There is plenty of liberalism in Schrader’s votes, the Republican said, noting especially his support of Obama’s $800 billion-plus economic stimulus package in 2009 and the health care reform law of 2010.
“He calls himself bipartisan,” Thompson said. “There wasn’t one Republican that voted for that (the health care law). You would think that would have given him pause.”
Schrader, while not taking anything back, acknowledged, “The health care bill was a tough, tough vote.”
He said he is proud to join other Democrats on issues such as labor rights. In May, Schrader voted in support of project labor agreements, pacts between contractors and unions that set employment conditions for particular work sites.
Although he voted in 2011 for the Korea and Panama free trade agreements, he opposed a similar pact with Colombia because of violence against labor leaders and activists in that country.
Schrader also has been supportive of abortion rights. On one of the latest flare-ups, he opposed a Republican proposal in May that would have banned abortions based on gender. Abortion-rights activists saw it as another attempt to limit access to the procedure by threatening doctors with jail time.
The Oregon Democrat also has voted to protect federal funding for Planned Parenthood.
But the veterinarian-lawmaker veers back to the right in voicing support for a balanced budget amendment to the Constitution, although he wants to give the federal government more flexibility in tough economic times than Republican ideas for such an amendment.

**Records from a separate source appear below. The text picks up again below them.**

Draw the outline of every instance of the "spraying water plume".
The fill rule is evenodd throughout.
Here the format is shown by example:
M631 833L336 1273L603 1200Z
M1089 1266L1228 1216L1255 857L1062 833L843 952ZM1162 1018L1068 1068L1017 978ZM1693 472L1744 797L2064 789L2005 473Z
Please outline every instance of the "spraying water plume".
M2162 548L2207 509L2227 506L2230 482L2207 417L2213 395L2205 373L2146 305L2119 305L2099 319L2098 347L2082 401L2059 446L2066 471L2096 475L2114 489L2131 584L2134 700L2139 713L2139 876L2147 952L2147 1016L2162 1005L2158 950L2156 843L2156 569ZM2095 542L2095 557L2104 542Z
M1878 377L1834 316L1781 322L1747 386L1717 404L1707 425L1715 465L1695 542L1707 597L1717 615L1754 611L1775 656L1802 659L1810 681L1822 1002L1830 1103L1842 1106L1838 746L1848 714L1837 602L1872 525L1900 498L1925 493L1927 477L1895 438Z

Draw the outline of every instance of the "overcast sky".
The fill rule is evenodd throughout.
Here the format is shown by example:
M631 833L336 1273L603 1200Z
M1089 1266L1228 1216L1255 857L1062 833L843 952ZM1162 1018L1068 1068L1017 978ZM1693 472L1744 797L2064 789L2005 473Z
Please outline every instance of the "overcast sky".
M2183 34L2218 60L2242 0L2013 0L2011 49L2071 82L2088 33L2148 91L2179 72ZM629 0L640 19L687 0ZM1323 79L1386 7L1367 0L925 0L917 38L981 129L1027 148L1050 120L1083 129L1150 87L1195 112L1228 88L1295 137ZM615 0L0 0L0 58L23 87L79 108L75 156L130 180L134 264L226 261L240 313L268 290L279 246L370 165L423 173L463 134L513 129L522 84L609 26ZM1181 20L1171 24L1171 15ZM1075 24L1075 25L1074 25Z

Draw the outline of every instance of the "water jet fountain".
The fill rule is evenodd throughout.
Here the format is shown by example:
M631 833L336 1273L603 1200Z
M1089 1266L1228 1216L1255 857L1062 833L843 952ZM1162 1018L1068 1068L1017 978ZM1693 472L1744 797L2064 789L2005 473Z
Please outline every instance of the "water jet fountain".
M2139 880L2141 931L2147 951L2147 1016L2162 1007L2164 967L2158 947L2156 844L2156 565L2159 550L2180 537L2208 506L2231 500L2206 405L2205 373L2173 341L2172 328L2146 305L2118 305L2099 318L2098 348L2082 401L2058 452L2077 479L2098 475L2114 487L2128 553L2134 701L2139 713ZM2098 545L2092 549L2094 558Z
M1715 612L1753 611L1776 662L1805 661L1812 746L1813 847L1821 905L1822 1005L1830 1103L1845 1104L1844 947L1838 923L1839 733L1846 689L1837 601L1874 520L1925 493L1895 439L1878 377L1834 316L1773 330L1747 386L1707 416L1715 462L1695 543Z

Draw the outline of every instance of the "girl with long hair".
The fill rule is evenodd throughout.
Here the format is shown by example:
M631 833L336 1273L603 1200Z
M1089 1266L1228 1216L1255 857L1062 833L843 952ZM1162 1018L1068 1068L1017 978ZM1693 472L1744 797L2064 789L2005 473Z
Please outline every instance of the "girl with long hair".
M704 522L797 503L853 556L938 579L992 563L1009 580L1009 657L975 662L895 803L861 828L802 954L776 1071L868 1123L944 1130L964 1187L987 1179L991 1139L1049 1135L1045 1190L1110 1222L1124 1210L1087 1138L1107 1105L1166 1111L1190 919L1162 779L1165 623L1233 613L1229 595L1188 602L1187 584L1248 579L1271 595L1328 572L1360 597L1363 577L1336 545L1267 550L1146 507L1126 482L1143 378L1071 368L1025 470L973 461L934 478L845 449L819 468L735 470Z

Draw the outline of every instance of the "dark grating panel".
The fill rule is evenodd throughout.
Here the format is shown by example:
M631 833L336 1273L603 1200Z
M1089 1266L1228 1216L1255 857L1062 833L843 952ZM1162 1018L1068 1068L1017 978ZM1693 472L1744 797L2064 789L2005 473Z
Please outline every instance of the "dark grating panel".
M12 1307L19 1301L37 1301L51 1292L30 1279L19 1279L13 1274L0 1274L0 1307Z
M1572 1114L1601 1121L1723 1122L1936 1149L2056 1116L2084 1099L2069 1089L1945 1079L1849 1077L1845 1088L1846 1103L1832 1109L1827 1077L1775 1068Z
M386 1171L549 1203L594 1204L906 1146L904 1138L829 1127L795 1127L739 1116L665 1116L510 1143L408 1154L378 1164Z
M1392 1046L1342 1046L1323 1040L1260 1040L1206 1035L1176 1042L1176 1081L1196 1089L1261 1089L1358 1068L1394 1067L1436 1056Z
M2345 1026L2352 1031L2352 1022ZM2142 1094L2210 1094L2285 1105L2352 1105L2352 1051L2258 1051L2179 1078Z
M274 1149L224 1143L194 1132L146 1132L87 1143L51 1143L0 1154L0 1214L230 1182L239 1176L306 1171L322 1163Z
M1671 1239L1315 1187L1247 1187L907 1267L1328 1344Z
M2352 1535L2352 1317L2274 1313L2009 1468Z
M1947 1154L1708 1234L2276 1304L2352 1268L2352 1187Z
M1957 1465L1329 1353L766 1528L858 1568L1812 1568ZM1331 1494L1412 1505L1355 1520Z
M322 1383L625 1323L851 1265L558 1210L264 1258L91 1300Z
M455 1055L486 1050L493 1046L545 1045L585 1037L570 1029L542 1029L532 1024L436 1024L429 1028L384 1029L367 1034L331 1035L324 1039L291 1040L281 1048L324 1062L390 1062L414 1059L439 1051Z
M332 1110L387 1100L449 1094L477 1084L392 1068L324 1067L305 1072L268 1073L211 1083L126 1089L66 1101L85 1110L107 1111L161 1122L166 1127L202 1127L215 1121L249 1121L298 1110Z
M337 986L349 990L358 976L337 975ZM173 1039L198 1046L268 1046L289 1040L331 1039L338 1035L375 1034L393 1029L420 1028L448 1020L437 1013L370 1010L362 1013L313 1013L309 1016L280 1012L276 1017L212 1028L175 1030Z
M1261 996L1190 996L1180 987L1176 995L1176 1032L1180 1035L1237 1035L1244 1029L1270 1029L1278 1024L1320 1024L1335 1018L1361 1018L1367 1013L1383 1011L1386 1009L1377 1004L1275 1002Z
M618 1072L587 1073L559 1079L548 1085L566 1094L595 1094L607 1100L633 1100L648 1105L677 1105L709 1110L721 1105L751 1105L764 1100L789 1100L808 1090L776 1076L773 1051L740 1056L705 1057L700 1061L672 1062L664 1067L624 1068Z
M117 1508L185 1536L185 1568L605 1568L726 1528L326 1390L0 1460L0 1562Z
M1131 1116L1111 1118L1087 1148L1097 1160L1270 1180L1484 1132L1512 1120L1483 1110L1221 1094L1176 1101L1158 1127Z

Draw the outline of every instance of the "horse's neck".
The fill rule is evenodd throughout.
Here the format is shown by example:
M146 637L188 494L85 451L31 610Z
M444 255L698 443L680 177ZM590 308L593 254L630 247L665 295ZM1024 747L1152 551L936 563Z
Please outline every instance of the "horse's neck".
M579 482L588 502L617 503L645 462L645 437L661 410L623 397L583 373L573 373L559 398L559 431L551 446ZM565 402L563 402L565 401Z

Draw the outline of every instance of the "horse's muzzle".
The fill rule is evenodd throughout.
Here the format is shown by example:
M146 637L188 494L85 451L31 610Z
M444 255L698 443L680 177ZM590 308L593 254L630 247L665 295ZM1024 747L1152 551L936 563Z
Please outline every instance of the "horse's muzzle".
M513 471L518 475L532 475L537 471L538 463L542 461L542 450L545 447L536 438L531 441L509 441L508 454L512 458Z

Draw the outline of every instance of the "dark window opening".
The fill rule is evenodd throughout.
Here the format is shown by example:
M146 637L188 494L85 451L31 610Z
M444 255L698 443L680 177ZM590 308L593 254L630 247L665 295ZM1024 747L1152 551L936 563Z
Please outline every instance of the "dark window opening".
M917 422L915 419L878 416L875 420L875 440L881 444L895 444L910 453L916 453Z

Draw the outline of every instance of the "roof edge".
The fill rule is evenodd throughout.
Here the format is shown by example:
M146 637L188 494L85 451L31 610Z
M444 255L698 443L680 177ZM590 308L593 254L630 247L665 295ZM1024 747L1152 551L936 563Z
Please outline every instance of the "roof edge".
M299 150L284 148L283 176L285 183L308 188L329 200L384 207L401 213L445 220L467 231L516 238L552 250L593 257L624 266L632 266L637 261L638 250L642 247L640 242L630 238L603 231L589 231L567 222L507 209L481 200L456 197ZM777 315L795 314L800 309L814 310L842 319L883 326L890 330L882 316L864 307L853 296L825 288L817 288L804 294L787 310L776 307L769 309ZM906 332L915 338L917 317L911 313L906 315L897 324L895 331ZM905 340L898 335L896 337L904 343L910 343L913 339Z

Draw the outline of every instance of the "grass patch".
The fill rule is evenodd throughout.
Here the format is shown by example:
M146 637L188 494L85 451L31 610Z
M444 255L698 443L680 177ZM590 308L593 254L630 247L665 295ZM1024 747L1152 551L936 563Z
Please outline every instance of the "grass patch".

Referring to his days as a state legislator, he said, “I saw firsthand how federal deficit spending supports the states in times of crisis.”
An area where Schrader is apt to zig-zag is energy and environmental issues.
Schrader has been supportive of hydroelectric power — disdained by many environmentalists — as well as the Keystone XL Pipeline, although he says it should go through the standard approval process and not be expedited.
He also has joined with Republicans to repeal new Environmental Protection Agency emissions standards for cement manufacturers and to limit EPA regulation of farm dust.
But he supported a controversial cap-and-trade proposal as way to limit greenhouse gases.
The 60-year-old Democrat said of his voting record: “It depends on the issue for Kurt Schrader. I’m about solutions.”